The home wherein the bathroom is contained was built in 1886 and no original bathroom fixtures are extant. The bathroom undergoing a complete re-imagining is an amalgam of fixtures spanning several different decades which together as a whole were crude and distasteful. It was discovered during demolition that the location of this first floor bathroom was actually a second back entryway of the home, leading into the servants’ quarters. This was an exciting discovery and I would have loved to restore this room as a back entryway however it is necessary to have a first floor full bathroom and there was not another location that would work as well as this one.
In bathroom building most of the arduous work is the preparation and hidden behind the walls or ‘neath the floor.
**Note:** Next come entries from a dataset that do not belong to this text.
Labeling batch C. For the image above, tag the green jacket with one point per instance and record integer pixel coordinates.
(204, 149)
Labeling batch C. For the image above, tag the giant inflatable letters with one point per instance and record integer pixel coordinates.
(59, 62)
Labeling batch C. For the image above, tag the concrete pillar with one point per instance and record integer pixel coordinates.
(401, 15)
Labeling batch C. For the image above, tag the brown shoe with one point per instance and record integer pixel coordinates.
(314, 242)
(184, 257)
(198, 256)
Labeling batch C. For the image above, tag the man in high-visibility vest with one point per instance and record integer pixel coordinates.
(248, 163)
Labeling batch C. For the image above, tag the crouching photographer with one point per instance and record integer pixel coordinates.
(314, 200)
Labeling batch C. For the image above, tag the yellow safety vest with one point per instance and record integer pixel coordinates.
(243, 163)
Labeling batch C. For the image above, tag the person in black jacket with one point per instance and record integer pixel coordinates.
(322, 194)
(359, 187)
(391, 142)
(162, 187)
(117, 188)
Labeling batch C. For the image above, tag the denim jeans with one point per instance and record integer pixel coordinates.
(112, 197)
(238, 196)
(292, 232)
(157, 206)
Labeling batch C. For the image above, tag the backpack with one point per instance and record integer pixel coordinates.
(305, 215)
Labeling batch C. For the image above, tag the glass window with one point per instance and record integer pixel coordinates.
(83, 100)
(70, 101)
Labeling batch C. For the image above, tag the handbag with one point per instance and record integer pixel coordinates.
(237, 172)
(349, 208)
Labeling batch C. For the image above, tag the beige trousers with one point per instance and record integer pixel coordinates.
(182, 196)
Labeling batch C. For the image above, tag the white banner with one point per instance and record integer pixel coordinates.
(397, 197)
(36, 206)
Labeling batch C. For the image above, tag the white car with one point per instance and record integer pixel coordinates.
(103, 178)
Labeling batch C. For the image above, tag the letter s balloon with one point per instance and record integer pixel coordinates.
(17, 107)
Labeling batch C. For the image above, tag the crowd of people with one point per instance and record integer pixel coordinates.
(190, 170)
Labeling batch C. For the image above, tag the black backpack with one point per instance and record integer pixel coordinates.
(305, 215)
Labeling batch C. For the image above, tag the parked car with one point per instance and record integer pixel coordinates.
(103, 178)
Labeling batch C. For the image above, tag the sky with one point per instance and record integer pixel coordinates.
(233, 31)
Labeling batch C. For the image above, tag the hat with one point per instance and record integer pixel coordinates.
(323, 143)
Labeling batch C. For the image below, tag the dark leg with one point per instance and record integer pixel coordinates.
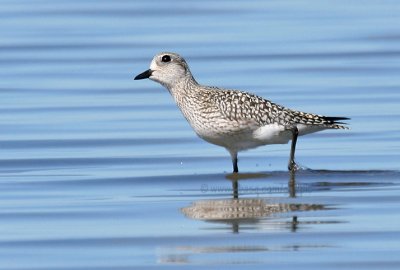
(235, 188)
(234, 161)
(295, 133)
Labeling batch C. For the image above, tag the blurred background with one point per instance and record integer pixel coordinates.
(86, 152)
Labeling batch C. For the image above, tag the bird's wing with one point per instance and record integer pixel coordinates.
(239, 106)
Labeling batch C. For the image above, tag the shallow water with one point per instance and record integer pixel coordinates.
(102, 172)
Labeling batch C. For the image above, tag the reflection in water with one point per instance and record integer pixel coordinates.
(237, 211)
(240, 213)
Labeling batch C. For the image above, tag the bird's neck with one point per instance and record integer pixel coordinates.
(186, 86)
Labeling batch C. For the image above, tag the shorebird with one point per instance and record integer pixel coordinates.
(233, 119)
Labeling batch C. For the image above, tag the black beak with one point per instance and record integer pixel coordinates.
(144, 75)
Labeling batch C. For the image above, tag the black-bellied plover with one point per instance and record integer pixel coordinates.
(233, 119)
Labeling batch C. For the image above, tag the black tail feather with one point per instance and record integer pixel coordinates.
(334, 120)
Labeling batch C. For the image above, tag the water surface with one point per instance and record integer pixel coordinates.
(99, 171)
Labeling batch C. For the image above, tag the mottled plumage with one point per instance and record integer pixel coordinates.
(233, 119)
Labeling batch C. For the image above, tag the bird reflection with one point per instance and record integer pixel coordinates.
(241, 212)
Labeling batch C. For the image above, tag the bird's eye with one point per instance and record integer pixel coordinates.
(166, 58)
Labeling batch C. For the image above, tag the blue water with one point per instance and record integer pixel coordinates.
(99, 171)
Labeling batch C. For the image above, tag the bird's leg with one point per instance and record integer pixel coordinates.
(234, 160)
(292, 164)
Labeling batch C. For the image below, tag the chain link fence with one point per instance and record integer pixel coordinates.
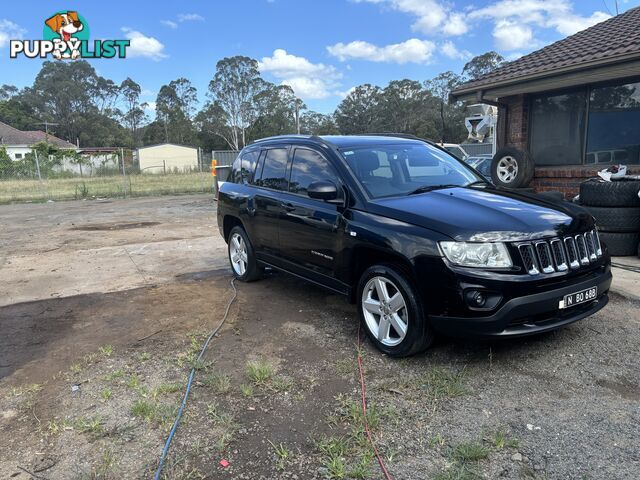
(95, 173)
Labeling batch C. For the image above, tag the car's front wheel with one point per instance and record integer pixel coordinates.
(391, 313)
(241, 256)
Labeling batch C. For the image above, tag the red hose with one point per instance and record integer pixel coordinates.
(387, 476)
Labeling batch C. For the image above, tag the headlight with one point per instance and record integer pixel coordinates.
(466, 254)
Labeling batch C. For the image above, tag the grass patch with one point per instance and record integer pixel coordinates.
(260, 372)
(106, 350)
(246, 390)
(219, 382)
(283, 454)
(470, 452)
(502, 439)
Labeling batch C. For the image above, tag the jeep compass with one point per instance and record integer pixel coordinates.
(420, 241)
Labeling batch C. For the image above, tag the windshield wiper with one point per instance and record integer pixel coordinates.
(431, 188)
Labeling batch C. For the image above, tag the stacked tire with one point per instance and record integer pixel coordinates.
(616, 208)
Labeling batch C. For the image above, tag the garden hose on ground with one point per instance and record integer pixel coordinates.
(167, 444)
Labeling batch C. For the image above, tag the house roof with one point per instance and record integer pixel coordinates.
(614, 41)
(13, 136)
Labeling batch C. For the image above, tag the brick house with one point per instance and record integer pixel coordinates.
(572, 106)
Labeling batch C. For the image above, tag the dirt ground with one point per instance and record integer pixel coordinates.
(105, 304)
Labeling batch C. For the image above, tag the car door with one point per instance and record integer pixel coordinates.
(265, 206)
(309, 233)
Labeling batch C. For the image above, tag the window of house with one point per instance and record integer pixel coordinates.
(614, 125)
(557, 128)
(273, 173)
(308, 167)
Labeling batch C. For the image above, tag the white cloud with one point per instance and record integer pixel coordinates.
(143, 46)
(308, 80)
(190, 17)
(169, 23)
(412, 50)
(451, 51)
(10, 31)
(570, 24)
(512, 36)
(432, 16)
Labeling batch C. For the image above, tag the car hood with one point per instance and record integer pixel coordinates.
(486, 214)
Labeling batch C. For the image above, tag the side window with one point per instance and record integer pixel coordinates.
(308, 167)
(246, 166)
(274, 170)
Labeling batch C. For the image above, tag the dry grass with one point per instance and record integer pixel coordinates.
(109, 186)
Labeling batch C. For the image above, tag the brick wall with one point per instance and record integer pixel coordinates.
(567, 179)
(517, 128)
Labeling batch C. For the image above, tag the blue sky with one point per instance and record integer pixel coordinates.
(321, 48)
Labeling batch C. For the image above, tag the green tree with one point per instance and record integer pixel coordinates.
(359, 111)
(481, 65)
(233, 93)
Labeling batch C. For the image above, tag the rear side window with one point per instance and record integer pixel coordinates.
(308, 167)
(244, 166)
(274, 170)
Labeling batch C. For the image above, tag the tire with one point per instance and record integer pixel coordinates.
(620, 244)
(620, 193)
(610, 219)
(418, 334)
(511, 168)
(241, 256)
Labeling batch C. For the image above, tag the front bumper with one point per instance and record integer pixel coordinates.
(529, 314)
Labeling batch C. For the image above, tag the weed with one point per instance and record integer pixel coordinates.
(436, 441)
(106, 394)
(345, 367)
(106, 350)
(164, 389)
(282, 384)
(470, 452)
(247, 390)
(501, 439)
(220, 382)
(283, 454)
(260, 372)
(90, 425)
(143, 409)
(458, 472)
(144, 356)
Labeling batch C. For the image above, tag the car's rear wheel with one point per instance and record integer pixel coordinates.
(241, 256)
(391, 313)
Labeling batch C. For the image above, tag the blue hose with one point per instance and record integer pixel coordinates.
(167, 445)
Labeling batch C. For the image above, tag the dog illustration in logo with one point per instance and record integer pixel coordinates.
(66, 25)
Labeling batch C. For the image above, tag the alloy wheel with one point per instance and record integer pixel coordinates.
(238, 254)
(385, 311)
(507, 169)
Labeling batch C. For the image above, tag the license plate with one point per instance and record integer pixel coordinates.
(577, 298)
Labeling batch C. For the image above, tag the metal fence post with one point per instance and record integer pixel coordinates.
(124, 174)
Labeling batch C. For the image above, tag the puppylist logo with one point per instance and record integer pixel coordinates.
(66, 37)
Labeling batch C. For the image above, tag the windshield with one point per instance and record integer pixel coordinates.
(389, 170)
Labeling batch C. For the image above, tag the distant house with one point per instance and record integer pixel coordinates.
(167, 158)
(572, 107)
(18, 142)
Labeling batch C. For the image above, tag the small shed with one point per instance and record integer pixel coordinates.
(167, 158)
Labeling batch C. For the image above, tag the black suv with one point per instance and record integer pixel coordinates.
(421, 241)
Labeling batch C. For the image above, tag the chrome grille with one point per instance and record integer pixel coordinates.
(544, 257)
(560, 254)
(582, 249)
(528, 258)
(559, 257)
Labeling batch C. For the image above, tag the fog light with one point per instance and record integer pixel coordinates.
(479, 299)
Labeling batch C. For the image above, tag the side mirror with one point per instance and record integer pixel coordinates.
(326, 191)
The comfort in installing your own bathroom is that you know everything is done correctly and exceeds municipal building code. When exposing the structure behind a formerly suspect bathroom one expects to be greeted by decay and mold. This bathroom ended up being much worse behind the walls than I could have conjectured. We discovered structural beams and framing that were crumbled and rotted voids. This is the damage that results when what is thought to be waterproof flooring and shower walls were in fact either never properly waterproofed in their inception or were waterproofed but have since failed.
The beginning state of things:
Bathroom after a thorough scrubbing. I had the sink and wall heater removed, the former was falling off the wall and the latter was deemed unsafe by an HVAC professional.